We live near Kerikeri in the Bay of Islands, Northland, in the North Island of New Zealand. It is a popular area with both overseas and domestic tourists, attracted by the subtropical climate and lovely coastline. Avocados, oranges and kiwifruit now grow in the many orchards in the region, but before the arrival of horticulture and the Europeans, Northland was home to thousands of acres of kauri trees.
Extracting the kauri wood directly from farmland that was formerly low lying Kauri forest, or from piles of stumps already excavated by farmers, Neville turns kauri bowls and kauri platters using his lathe, woodturning- and wood-forming tools, and sandpaper. To finish off these unique kauri gifts he uses quality oils and waxes.
Neville’s first experience of woodturning was in the mid 1970’s when, as a teenager, he bought his first lathe - his favourite tool at that time being the “60 grit gouge” (the good old sandpaper). Around 10 years ago Neville’s interest in woodturning grew when he became a member of the Northland Woodturning Club, and took private tuition from highly-regarded Whangarei woodturning tutor Shane Hewitt. A year later, with growing piles of swamp kauri in the back yard, Neville took up the woodturning full time.

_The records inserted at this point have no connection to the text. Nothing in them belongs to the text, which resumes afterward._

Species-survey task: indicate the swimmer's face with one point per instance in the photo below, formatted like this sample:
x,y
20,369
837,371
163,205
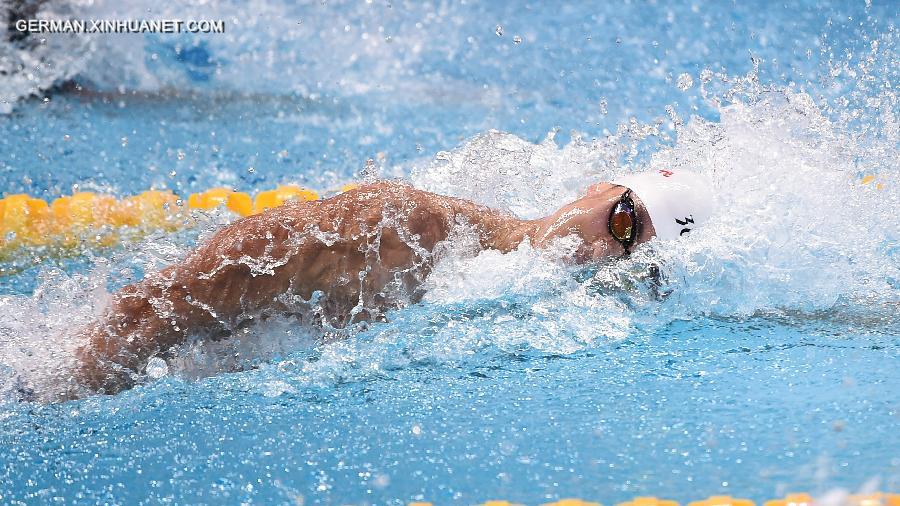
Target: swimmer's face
x,y
588,219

In April 2016 we opened the Kauri Gifts Gallery, a studio showcasing our work and other craft on State Highway 10, just outside Kerikeri. We are open Weds-Sat and other times by appointment. Please be aware that we are a small home business and that sometimes due to deliveries and other commitments we have to close the shop during the week. If you are coming especially to visit, please give us a ring beforehand to avoid disappointment. We sell through other outlets in New Zealand, including the fascinating Kauri museum at Matakohe, and we sometimes have work at The Kauri Workshop in Kerikeri . We also have items in The Elephant House in Parnell, Waitangi National Trust Shop in Waitangi, and Helena Bay Gallery. We are hoping to get a permanent inside stand at the Packhouse Market in Kerikeri, but until that happens we are sometimes at the KOAST stall there or inside the main building on Saturday mornings, 8.00 am -1.30pm.
Emma enjoys design work, painting and incorporating New Zealand’s natural objects into resin inlays, such as ferns, paua shell and kauri leaves. Some of her work is inspired by the colours and forms found in Maori art and design, others simply enhance the natural beauty of the wood. She particularly enjoys working with paua, a shell with an incredible range of beautiful colours.